Self‐similar Collapse of an Isopedic Isothermal Disk

Abstract

We study the gravitational collapse of an isothermal disk which is isopedically magnetized (i.e., with a mass-to-flux ratio that is spatially constant). The two theorems concerning magnetic forces in such a disk proven in a companion paper (Shu & Li 1997), plus the self-similar nature of the overall problem, allow a semianalytical treatment. The inflow occurs in an inside-out manner similar to that which applies in the collapse of the unmagnetized singular isothermal sphere (Shu 1977). These two cases (singular sphere and disk) bracket the range of possible collapse behaviors expected for the family of isopedic singular isothermal toroids described by Li & Shu (1996b). Although the strong magnetic fields dilute the effects of self-gravity in the isopedic isothermal disk, they do not prevent its outer parts (envelope) from falling onto the central condensed object (protostar) at a fixed infall rate M dot , even when the field is perfectly frozen to the matter.
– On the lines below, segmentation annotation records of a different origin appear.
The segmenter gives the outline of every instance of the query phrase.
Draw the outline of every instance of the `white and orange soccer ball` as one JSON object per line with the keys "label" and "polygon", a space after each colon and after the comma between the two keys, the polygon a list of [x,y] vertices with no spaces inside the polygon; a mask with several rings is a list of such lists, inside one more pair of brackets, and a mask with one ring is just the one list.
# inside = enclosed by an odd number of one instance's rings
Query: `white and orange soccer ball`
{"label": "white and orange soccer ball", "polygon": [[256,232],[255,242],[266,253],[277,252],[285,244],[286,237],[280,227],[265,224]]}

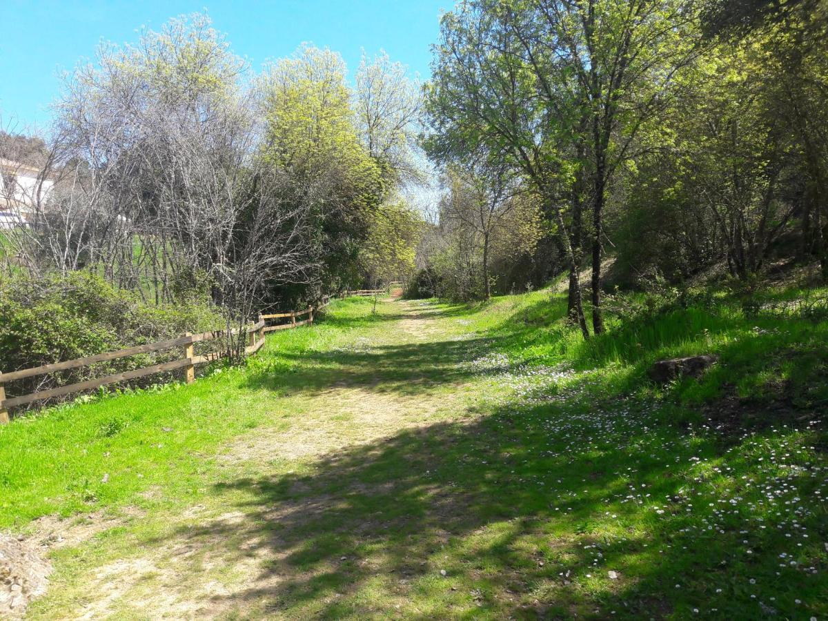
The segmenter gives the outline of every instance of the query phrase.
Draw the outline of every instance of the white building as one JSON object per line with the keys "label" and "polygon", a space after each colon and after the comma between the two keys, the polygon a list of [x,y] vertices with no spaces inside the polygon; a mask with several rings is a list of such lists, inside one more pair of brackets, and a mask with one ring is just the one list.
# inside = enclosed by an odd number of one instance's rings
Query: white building
{"label": "white building", "polygon": [[25,226],[54,184],[39,168],[0,157],[0,229]]}

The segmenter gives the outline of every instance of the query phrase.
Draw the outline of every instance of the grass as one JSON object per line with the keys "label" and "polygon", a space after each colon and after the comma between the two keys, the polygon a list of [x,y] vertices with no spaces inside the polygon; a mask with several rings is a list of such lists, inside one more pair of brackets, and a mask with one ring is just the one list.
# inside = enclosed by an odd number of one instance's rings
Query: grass
{"label": "grass", "polygon": [[722,299],[585,344],[565,304],[341,301],[245,368],[0,430],[0,523],[92,533],[31,616],[828,615],[828,324]]}

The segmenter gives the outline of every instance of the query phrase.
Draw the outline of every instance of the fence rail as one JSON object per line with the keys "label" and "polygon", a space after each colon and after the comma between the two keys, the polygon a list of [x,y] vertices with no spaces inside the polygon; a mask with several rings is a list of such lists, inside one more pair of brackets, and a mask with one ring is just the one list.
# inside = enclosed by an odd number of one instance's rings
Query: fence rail
{"label": "fence rail", "polygon": [[[328,306],[328,301],[317,306],[315,310],[318,312],[323,308]],[[314,307],[308,306],[305,310],[292,311],[290,313],[276,313],[270,315],[260,315],[259,320],[248,326],[243,328],[244,333],[247,335],[247,344],[244,348],[244,353],[247,355],[252,355],[256,354],[262,347],[264,345],[265,339],[264,335],[266,332],[270,332],[276,330],[286,330],[289,328],[296,328],[300,325],[305,325],[307,324],[312,324],[314,320]],[[307,315],[308,318],[301,321],[296,321],[296,317],[301,317]],[[268,319],[278,319],[290,317],[291,323],[283,324],[280,325],[271,325],[268,326],[267,320]],[[238,329],[231,330],[229,332],[230,335],[234,335],[238,334]],[[124,349],[118,349],[118,351],[104,352],[102,354],[95,354],[92,356],[86,356],[84,358],[78,358],[74,360],[66,360],[65,362],[53,363],[51,364],[44,364],[40,367],[34,367],[32,368],[24,368],[19,371],[12,371],[11,373],[0,373],[0,425],[6,424],[9,421],[8,411],[11,407],[16,407],[17,406],[26,405],[27,403],[31,403],[36,401],[42,401],[44,399],[50,399],[55,397],[62,397],[64,395],[72,394],[74,392],[80,392],[84,390],[90,390],[92,388],[98,388],[101,386],[106,386],[108,384],[118,383],[118,382],[125,382],[130,379],[137,379],[138,378],[143,378],[147,375],[152,375],[158,373],[165,373],[169,371],[174,371],[176,369],[183,368],[184,369],[184,379],[187,383],[191,383],[195,380],[195,367],[199,364],[204,364],[205,363],[214,362],[215,360],[221,359],[226,357],[226,352],[213,352],[211,354],[206,354],[205,355],[196,356],[194,352],[194,344],[195,343],[200,343],[202,341],[215,340],[218,339],[224,339],[228,336],[227,330],[214,330],[212,332],[202,332],[200,334],[190,335],[186,334],[184,336],[180,336],[176,339],[168,339],[167,340],[158,341],[157,343],[148,343],[144,345],[136,345],[135,347],[128,347]],[[89,379],[84,382],[78,382],[76,383],[69,384],[67,386],[59,386],[55,388],[50,388],[48,390],[41,390],[31,394],[22,395],[20,397],[13,397],[11,398],[6,398],[6,389],[5,384],[8,382],[13,382],[18,379],[25,379],[26,378],[31,378],[37,375],[46,375],[49,373],[55,373],[57,371],[66,371],[71,368],[79,368],[80,367],[89,366],[90,364],[94,364],[95,363],[108,362],[110,360],[117,360],[121,358],[128,358],[129,356],[134,356],[138,354],[146,354],[147,352],[154,351],[163,351],[165,349],[171,349],[176,347],[183,348],[184,357],[176,360],[171,360],[170,362],[160,363],[158,364],[152,364],[149,367],[143,367],[142,368],[132,369],[129,371],[123,371],[122,373],[114,373],[113,375],[107,375],[103,378],[98,378],[97,379]]]}

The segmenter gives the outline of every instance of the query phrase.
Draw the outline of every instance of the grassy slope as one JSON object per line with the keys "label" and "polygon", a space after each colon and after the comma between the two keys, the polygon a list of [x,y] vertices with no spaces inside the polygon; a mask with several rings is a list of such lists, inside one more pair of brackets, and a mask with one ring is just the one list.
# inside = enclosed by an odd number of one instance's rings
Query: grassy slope
{"label": "grassy slope", "polygon": [[585,344],[564,305],[346,301],[247,369],[0,431],[4,526],[121,516],[33,615],[828,615],[828,324],[721,304]]}

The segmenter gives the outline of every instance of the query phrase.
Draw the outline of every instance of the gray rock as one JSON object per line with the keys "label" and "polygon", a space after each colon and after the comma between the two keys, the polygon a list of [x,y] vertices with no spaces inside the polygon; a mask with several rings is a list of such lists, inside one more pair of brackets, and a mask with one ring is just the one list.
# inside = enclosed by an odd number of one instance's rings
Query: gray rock
{"label": "gray rock", "polygon": [[650,379],[666,383],[684,376],[698,378],[718,361],[719,356],[713,354],[659,360],[650,368]]}

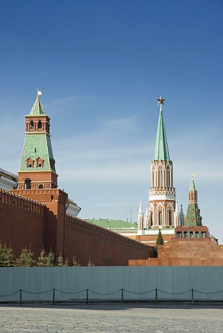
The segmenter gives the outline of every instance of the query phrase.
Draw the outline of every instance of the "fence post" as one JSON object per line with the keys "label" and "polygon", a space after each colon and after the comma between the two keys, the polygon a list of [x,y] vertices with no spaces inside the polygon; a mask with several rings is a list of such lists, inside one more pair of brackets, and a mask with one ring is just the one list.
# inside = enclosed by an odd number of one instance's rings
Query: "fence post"
{"label": "fence post", "polygon": [[21,289],[19,289],[19,305],[21,305]]}
{"label": "fence post", "polygon": [[121,289],[121,299],[122,299],[122,305],[123,305],[123,296],[124,296],[124,289],[123,289],[123,288],[122,288],[122,289]]}
{"label": "fence post", "polygon": [[55,305],[55,288],[53,289],[53,305]]}
{"label": "fence post", "polygon": [[155,297],[156,297],[156,304],[158,304],[158,298],[157,298],[157,288],[155,289]]}
{"label": "fence post", "polygon": [[191,289],[191,304],[194,305],[194,289]]}

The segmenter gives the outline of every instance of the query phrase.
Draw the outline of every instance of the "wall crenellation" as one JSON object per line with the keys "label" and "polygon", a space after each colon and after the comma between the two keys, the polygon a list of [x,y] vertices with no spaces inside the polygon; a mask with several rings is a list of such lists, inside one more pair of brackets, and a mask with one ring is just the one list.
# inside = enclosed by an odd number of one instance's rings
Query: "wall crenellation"
{"label": "wall crenellation", "polygon": [[0,189],[0,204],[6,204],[11,207],[15,207],[20,210],[26,210],[27,212],[44,214],[45,205],[30,199],[19,194],[11,193],[8,191]]}
{"label": "wall crenellation", "polygon": [[122,242],[127,245],[132,245],[135,247],[139,247],[142,249],[148,250],[148,246],[143,244],[142,243],[137,242],[135,240],[132,240],[130,238],[125,237],[121,234],[117,234],[107,229],[96,225],[87,222],[84,220],[82,220],[77,216],[73,215],[66,214],[66,226],[81,229],[82,232],[91,232],[91,235],[94,235],[96,237],[106,237],[112,240],[116,240],[118,242]]}

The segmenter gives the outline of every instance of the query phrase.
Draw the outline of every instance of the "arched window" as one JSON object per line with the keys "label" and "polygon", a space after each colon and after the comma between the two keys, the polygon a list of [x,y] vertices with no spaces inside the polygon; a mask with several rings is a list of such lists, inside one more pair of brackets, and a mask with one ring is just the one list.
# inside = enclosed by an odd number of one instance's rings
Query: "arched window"
{"label": "arched window", "polygon": [[25,189],[31,189],[31,180],[30,178],[26,178],[25,180]]}
{"label": "arched window", "polygon": [[159,212],[159,225],[162,225],[163,219],[162,219],[161,212]]}
{"label": "arched window", "polygon": [[166,187],[170,187],[170,168],[168,167],[166,170]]}
{"label": "arched window", "polygon": [[150,225],[153,225],[153,221],[152,221],[152,212],[150,212]]}
{"label": "arched window", "polygon": [[172,214],[171,210],[168,210],[168,224],[169,225],[172,225]]}
{"label": "arched window", "polygon": [[163,186],[163,171],[161,169],[159,170],[159,187]]}

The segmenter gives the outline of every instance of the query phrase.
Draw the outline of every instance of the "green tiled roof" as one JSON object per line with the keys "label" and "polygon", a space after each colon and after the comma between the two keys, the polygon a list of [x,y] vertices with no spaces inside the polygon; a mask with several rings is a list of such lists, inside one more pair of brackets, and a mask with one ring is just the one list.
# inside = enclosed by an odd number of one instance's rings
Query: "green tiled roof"
{"label": "green tiled roof", "polygon": [[88,222],[107,229],[137,229],[137,225],[123,220],[87,219]]}
{"label": "green tiled roof", "polygon": [[202,225],[202,218],[197,203],[189,203],[185,219],[185,225]]}
{"label": "green tiled roof", "polygon": [[169,149],[166,138],[163,112],[161,110],[159,112],[153,160],[154,161],[160,161],[161,160],[164,161],[170,160]]}
{"label": "green tiled roof", "polygon": [[[37,96],[30,115],[46,116],[39,96]],[[44,161],[43,164],[41,164],[41,166],[37,165],[36,161],[39,157]],[[27,166],[27,160],[29,159],[33,160],[33,166],[31,168]],[[53,171],[55,172],[51,137],[46,132],[28,133],[25,135],[19,171],[33,172],[37,171]]]}
{"label": "green tiled roof", "polygon": [[[194,198],[195,198],[195,194],[197,195],[197,190],[195,189],[193,176],[192,177],[189,192],[195,192],[193,196]],[[190,203],[189,201],[185,219],[185,225],[202,225],[202,218],[200,215],[200,210],[198,207],[197,200],[195,200],[195,202]]]}
{"label": "green tiled roof", "polygon": [[195,181],[194,181],[194,178],[192,177],[192,180],[191,180],[191,183],[190,183],[190,189],[189,191],[196,191],[196,189],[195,189]]}
{"label": "green tiled roof", "polygon": [[[44,160],[44,165],[42,167],[36,166],[35,162],[38,157]],[[27,167],[27,160],[31,158],[34,161],[32,168],[33,171],[51,171],[51,160],[53,160],[53,150],[51,139],[46,134],[28,134],[26,135],[21,158],[20,162],[19,171],[31,171]]]}
{"label": "green tiled roof", "polygon": [[43,106],[41,103],[39,96],[37,96],[36,100],[35,101],[35,103],[33,104],[30,114],[33,116],[37,116],[41,114],[46,115],[44,109],[43,108]]}

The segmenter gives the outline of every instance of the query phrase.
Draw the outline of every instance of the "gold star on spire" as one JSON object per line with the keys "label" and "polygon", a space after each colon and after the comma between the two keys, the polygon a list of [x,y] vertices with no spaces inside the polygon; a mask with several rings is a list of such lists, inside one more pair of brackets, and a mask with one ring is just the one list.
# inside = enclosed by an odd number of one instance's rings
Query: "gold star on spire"
{"label": "gold star on spire", "polygon": [[163,102],[166,101],[166,99],[163,99],[162,96],[161,96],[159,99],[157,99],[158,101],[158,105],[159,105],[159,110],[160,111],[162,111],[162,105],[163,105]]}
{"label": "gold star on spire", "polygon": [[159,97],[159,99],[157,99],[157,100],[158,101],[158,105],[160,105],[161,104],[163,105],[163,102],[166,101],[166,99],[162,99],[161,96]]}

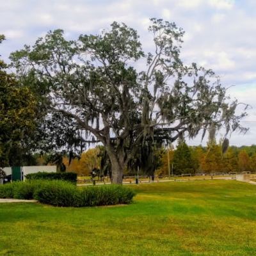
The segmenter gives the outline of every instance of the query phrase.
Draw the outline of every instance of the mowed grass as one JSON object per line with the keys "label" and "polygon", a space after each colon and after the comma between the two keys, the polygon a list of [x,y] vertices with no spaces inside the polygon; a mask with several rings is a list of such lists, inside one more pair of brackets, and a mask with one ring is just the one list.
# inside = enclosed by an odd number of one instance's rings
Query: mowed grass
{"label": "mowed grass", "polygon": [[0,204],[0,255],[255,255],[256,186],[132,185],[129,205]]}

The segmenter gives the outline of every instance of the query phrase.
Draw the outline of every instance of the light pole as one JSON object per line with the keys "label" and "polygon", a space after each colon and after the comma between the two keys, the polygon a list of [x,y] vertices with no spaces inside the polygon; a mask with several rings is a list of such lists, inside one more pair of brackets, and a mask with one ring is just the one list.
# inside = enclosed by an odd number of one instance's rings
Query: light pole
{"label": "light pole", "polygon": [[168,177],[170,179],[170,156],[169,156],[169,145],[167,148],[167,159],[168,159]]}
{"label": "light pole", "polygon": [[137,184],[139,184],[139,166],[138,166],[137,169]]}

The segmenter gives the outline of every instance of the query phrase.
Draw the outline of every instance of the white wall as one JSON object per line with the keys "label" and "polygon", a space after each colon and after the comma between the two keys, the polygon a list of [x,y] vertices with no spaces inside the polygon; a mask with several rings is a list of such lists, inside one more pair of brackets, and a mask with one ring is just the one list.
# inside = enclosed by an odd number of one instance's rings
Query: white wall
{"label": "white wall", "polygon": [[21,172],[23,172],[23,179],[25,180],[26,175],[28,173],[35,173],[36,172],[56,172],[57,168],[56,166],[23,166],[21,168]]}

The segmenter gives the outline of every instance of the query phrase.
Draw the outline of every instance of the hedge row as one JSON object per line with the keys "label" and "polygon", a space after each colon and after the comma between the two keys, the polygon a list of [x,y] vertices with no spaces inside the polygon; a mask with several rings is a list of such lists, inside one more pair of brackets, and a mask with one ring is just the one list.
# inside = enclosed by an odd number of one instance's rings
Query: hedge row
{"label": "hedge row", "polygon": [[76,184],[77,173],[76,172],[37,172],[29,173],[25,175],[28,180],[66,180]]}
{"label": "hedge row", "polygon": [[35,199],[63,207],[92,207],[130,204],[136,193],[127,186],[110,185],[78,188],[63,180],[28,180],[0,186],[0,198]]}

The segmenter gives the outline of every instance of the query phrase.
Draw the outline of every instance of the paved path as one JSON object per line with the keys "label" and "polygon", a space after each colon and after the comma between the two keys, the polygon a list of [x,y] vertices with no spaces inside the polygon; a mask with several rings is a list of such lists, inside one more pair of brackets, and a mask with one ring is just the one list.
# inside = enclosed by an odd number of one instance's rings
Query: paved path
{"label": "paved path", "polygon": [[35,203],[36,200],[25,200],[20,199],[3,199],[0,198],[0,203],[20,203],[20,202],[27,202],[27,203]]}
{"label": "paved path", "polygon": [[[205,178],[205,180],[211,180],[211,178]],[[234,179],[232,179],[231,177],[223,177],[223,178],[214,178],[214,180],[234,180]],[[157,180],[155,179],[154,182],[155,183],[157,183],[157,182],[188,182],[188,181],[193,181],[193,180],[203,180],[204,179],[190,179],[189,180],[183,180],[183,179],[179,179],[179,180],[160,180],[159,181],[157,181]],[[150,182],[148,182],[148,180],[142,180],[142,181],[140,181],[140,184],[142,184],[142,183],[146,183],[146,184],[148,184],[148,183],[152,183],[152,181],[150,181]],[[111,183],[111,182],[106,182],[106,185],[110,185]],[[132,183],[130,183],[129,181],[124,181],[123,182],[123,185],[129,185],[129,184],[136,184],[135,181],[132,182]],[[100,185],[104,185],[104,183],[97,183],[96,182],[96,185],[97,186],[100,186]],[[77,184],[78,186],[92,186],[92,183],[86,183],[86,184]]]}

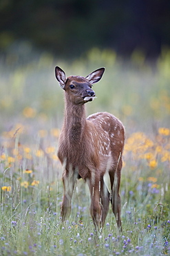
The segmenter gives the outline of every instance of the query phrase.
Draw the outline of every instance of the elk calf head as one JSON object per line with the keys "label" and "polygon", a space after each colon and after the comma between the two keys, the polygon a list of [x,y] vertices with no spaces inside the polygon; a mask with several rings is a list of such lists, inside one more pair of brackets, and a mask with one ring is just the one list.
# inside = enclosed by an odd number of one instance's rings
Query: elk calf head
{"label": "elk calf head", "polygon": [[[125,129],[121,122],[111,113],[100,112],[85,116],[85,103],[92,101],[92,84],[98,82],[105,71],[100,68],[86,77],[71,75],[56,66],[56,77],[65,91],[65,115],[58,156],[64,165],[62,175],[64,194],[61,204],[62,220],[71,212],[71,202],[77,179],[82,178],[89,188],[90,213],[95,226],[103,226],[109,201],[121,229],[119,188]],[[110,191],[104,175],[109,174]]]}
{"label": "elk calf head", "polygon": [[92,89],[92,84],[101,79],[104,71],[105,68],[100,68],[86,77],[72,75],[67,78],[61,68],[56,66],[55,68],[56,77],[59,85],[69,95],[68,100],[76,105],[82,105],[95,98],[95,92]]}

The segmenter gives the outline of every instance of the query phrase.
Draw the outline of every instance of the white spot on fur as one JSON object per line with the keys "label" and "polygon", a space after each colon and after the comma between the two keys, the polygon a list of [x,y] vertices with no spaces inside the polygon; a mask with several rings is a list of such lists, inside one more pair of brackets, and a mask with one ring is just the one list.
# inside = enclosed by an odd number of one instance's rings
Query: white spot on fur
{"label": "white spot on fur", "polygon": [[88,100],[94,100],[94,98],[95,97],[88,97],[88,96],[87,96],[87,97],[85,97],[85,98],[84,98],[84,100],[85,101],[88,101]]}

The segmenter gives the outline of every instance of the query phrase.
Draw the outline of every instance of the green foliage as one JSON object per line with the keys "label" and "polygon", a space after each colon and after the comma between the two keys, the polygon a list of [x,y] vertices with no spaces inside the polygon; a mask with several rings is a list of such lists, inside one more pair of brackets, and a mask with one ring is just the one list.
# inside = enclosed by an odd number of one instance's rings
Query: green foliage
{"label": "green foliage", "polygon": [[[6,58],[0,82],[1,255],[169,254],[166,53],[154,67],[143,62],[140,51],[125,64],[114,52],[97,48],[69,63],[47,54],[22,65],[19,60],[11,62],[10,55]],[[106,67],[102,80],[94,86],[98,98],[87,104],[87,112],[109,111],[125,125],[122,233],[111,208],[102,232],[94,230],[88,188],[82,180],[76,185],[71,216],[65,223],[61,221],[62,167],[56,152],[63,91],[54,77],[56,65],[67,75],[85,76]]]}

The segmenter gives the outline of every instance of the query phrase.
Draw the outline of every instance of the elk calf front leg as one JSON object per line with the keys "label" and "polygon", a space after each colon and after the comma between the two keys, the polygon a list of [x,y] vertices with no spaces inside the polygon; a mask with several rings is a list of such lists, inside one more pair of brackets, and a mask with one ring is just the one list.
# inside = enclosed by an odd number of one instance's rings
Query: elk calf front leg
{"label": "elk calf front leg", "polygon": [[62,221],[66,220],[71,212],[72,198],[76,177],[73,172],[70,172],[67,174],[65,173],[62,178],[64,187],[64,195],[61,207]]}

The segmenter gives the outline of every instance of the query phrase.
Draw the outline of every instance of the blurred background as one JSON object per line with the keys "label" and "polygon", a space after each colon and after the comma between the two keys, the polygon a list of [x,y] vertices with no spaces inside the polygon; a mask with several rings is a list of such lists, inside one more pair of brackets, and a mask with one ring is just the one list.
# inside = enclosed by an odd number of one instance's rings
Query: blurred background
{"label": "blurred background", "polygon": [[136,48],[157,57],[170,44],[168,0],[1,0],[0,46],[27,40],[61,57],[93,47],[130,57]]}
{"label": "blurred background", "polygon": [[0,132],[61,127],[56,65],[106,67],[88,114],[108,111],[129,134],[169,125],[169,1],[1,0],[0,17]]}

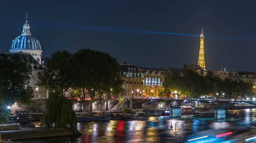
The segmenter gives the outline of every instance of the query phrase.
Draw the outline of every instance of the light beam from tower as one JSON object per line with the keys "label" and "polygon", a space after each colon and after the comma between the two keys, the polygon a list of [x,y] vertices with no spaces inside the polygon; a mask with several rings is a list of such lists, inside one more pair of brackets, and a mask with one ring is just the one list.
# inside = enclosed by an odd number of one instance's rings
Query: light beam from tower
{"label": "light beam from tower", "polygon": [[204,35],[203,34],[203,29],[202,34],[200,35],[200,47],[199,48],[199,55],[198,56],[198,65],[203,68],[206,68],[205,66],[205,59],[204,58]]}

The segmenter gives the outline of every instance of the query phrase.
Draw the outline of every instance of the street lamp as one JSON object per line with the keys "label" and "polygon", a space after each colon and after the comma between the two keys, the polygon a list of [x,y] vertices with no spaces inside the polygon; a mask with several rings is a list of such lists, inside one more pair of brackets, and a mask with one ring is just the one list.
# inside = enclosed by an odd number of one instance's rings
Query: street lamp
{"label": "street lamp", "polygon": [[36,91],[36,98],[37,99],[37,92],[38,91],[38,88],[36,87],[35,90]]}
Indeed, the higher densities supported by the fields in the equilibrium state increase M dot during collapse in comparison with the unmagnetized case. The larger effective speed of sound due to magnetization produces a smaller effect. The flattened geometry enforced by the strong magnetic fields introduces a complication: the appearance of an outwardly propagating shock wave that runs ahead of the region of infall (also studied by Tsai & Hsu 1995 in a different context). We discuss the implications of our results for the magnetic-flux problem and for the formation of centrifugally supported disks in the presence of rotation.